TUESDAY, Sept. 14, 2021 (HealthDay News) – New data out of Israel, to be published this week, could bolster the notion that a third booster shot of the COVID-19 vaccine significantly lowers a recipient’s odds for severe illness.

The data are scheduled to be published in the peer-reviewed New England Journal of Medicine, ahead of this week’s U.S. Food and Drug Administration advisory panel meeting on booster shots, CNN reported. Although the journal does not comment on prospective publications, Editor-in-Chief Eric Rubin, M.D., said the journal moves quickly to review data that can impact public health. The FDA also does its own internal review of data, he said.

Preliminary data from the Israeli Ministry of Health — not yet peer-reviewed — were posted last month on a preprint server. In that analysis, more than 1 million Israelis older than 60 years received boosters between July 30 and Aug. 22. The risk for severe illness decreased more than 10-fold, and the relative risk for confirmed infection decreased more than 11-fold a dozen days after people got their third dose of the vaccine, according to the data.

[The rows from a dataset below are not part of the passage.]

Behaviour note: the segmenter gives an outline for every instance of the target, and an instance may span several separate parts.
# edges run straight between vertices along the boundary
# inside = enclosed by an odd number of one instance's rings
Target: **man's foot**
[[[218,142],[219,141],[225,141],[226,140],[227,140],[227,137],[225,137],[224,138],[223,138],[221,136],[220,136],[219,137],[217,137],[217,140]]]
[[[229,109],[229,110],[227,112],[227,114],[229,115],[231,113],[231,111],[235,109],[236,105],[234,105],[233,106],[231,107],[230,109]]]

Nachman Ash, M.D., director general of the Israeli Ministry of Health, told CNN that Sharon Alroy-Preis, M.D., director of public health services at the Israeli Ministry of Health, and Ron Milo, a professor at the Weizmann Institute of Science, will present the data at the FDA advisors meeting. Ash said the New England Journal of Medicine will also be publishing a second set of Ministry of Health data before the FDA advisers meet. That study showed that people older than 60 years who received their second dose of the vaccine in March were 60 percent more protected against infection and 70 percent more protected against severe COVID-19 compared with those who received their second dose in January, CNN reported.

The FDA Vaccines and Related Biological Products Advisory Committee is scheduled to meet on Sept. 17.